A search of relevant studies was conducted in MEDLINE/PubMed, Physiotherapy Evidence Database (PEDro), the Cochrane Central Register of Controlled Trials, CINAHL, EMBASE, Web of Science, and Scopus databases. We included reports from the international literature published between January 1989 and August 2020. Search terms “included stroke,” “cerebrovascular,” “cerebrovascular disease,” “ischemic stroke,” “hemorrhagic stroke,” “brain injury,” “chronic stroke,” “Lokomat,” “robotic device,” “exoskeleton,” “balance,” “postural balance,” “equilibrium,” “postural control,” “balance control,” “gait,” “walking,” “step,” “weight-bearing,” “locomotion,” “balance training,” “gait training,” and “walking training.” We searched for “randomized controlled trial” as MeSH terms, keywords, or subject headings. Related terms were combined using the Boolean “OR” and “AND.” In order to avoid bias, the search was repeated over several days, also changing the order of the keywords.

Study Selection and Data Extraction

Two authors (FB, MB) independently screened titles and abstracts of the potentially relevant papers and removed the duplicates. Then, a careful check of the papers was performed in order to select only the studies that met the inclusion criteria. The reference lists of relevant papers were also inspected for additional studies potentially missed in the databases search. Any disagreement was solved by confrontation and consensus without involving a third author.

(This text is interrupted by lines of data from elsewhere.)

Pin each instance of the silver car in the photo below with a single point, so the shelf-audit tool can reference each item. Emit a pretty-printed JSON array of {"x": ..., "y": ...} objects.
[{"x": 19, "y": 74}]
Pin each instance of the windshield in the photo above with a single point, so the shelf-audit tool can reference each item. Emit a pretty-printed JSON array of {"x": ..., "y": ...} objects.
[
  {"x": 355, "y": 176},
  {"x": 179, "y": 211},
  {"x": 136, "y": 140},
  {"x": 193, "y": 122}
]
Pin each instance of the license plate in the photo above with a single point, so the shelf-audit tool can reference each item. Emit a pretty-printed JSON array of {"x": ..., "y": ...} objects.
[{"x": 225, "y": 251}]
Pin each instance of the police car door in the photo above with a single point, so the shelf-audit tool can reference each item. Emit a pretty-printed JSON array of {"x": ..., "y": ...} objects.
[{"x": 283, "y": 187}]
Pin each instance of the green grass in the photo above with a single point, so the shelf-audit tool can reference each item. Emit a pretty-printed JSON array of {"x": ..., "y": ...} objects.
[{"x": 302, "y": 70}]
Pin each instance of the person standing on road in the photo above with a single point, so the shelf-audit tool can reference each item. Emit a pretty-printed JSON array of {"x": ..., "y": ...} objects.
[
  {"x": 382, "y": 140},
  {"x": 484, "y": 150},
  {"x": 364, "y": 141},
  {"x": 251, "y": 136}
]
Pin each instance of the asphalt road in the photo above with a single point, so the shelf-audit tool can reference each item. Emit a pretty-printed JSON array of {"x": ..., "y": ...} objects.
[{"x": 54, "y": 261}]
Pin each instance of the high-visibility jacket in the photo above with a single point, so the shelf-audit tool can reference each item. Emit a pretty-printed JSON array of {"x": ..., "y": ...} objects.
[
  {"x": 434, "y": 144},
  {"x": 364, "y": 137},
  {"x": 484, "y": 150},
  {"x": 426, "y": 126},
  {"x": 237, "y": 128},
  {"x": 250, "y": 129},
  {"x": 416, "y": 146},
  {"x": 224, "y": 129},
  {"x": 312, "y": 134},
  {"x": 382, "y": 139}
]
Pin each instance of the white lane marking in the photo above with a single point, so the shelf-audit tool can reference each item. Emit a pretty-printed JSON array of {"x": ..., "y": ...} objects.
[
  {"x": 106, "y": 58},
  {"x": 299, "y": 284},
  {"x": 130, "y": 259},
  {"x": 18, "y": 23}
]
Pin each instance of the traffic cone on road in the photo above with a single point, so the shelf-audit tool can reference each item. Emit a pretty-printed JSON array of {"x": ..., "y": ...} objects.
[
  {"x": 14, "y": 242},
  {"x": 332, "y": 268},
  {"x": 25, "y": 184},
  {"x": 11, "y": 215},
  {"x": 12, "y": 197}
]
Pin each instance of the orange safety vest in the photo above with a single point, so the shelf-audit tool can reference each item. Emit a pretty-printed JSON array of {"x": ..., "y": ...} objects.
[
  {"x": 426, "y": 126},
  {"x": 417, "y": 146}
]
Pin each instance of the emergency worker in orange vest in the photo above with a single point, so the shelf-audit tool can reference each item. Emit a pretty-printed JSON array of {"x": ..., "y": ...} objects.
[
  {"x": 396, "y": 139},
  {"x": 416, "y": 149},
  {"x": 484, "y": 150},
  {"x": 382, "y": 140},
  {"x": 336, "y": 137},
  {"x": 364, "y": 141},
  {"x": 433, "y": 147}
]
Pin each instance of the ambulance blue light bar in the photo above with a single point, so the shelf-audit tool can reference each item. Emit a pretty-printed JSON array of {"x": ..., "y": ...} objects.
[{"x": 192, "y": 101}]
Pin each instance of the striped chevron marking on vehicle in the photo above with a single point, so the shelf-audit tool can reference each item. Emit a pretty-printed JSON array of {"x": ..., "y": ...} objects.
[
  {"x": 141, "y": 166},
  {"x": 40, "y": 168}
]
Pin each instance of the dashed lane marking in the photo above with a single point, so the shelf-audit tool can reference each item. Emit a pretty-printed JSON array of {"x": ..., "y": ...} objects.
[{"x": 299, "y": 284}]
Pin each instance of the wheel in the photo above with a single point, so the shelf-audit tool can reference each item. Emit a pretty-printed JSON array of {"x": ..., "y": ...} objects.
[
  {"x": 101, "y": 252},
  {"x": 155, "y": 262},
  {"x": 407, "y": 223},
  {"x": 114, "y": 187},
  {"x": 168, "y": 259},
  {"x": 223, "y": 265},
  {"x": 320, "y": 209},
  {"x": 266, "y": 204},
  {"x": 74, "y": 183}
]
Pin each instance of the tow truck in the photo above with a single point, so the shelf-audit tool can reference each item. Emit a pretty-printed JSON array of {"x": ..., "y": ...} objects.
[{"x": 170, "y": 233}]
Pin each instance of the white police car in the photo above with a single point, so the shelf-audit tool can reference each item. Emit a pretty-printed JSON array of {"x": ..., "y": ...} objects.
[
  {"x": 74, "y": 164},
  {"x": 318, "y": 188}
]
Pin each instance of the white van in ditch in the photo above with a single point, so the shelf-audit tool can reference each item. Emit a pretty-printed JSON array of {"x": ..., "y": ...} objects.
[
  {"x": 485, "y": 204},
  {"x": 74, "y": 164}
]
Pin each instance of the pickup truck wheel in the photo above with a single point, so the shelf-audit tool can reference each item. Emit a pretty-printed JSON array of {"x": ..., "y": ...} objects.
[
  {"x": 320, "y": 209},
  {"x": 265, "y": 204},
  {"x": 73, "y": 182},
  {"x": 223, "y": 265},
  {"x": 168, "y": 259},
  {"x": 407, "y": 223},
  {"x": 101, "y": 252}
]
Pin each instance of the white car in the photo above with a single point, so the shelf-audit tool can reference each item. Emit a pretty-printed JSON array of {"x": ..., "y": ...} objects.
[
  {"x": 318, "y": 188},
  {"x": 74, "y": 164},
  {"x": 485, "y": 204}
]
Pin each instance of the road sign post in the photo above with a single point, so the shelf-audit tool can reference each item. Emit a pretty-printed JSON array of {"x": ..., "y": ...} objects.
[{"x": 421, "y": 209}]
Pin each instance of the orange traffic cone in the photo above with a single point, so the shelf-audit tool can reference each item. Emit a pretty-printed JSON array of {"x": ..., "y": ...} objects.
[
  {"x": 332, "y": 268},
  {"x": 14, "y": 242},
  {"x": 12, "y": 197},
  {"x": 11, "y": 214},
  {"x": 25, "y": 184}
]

From each study included in the review, the same two authors (FB, MB) independently extracted the following data: title, authors, year of publication, journal of publication, participants (number, mean age, gender), study design, rehabilitative intervention details (frequency and duration of the sessions, Lokomat® parameters such as weight support and speed), outcome measures, results, follow-up.

Evaluation of the Methodological Quality of the Studies

The methodological quality of the studies included in this review was measured through the use of the PEDro scale (58, 59). The PEDro scale includes 10 items (random allocation, concealed allocation, similarity at baseline, subject blinding, therapist blinding, assessor blinding, >85% follow-up for at least one key outcome, intention-to-treat analysis, between-group statistical comparison for at least one key outcome, and point and variability measures for at least one key outcome), each scored as present (1) or absent (0). Criteria that are not specified must be considered as not met. The criteria classified as achieved can be added to obtain a score between 0 (minimum) and 10 (maximum), which indicates the general methodological quality of the study (≤ 4 poor, 4–5 acceptable, 6–8 good, 9–10 excellent) (60).

Data Analysis

A meta-analysis was performed to compare changes (pre- and post-intervention) between the study group (RAGT with Lokomat®) and the control group (conventional physiotherapy and/or treadmill). The studies were grouped according to the outcome measure, and for each meta-analysis, the standardized mean difference along with the 95% confidence interval (CI) was calculated. p < 0.05 was considered significance level. Heterogeneity was determined by the chi-square test and the I2 statistic. All statistical analyses were carried out by means of the Review Manager (RevMan) Software, Version 5.3 (The Cochrane Collaboration, The Nordic Cochrane Centre, London, UK).

Results

Database search identified 600 records; 565 papers were excluded because they were duplicates or not fulfilling the eligibility criteria. Among the remaining 35 papers that were obtained for full-text screening, 13 studies met the inclusion criteria and were included in the systematic review, while 11 studies were included in the quantitative synthesis (meta-analysis) (Figure 1).

Figure 1

Preferred Reporting Items for Systematic reviews and Meta-Analysis (PRISMA) diagram of the study.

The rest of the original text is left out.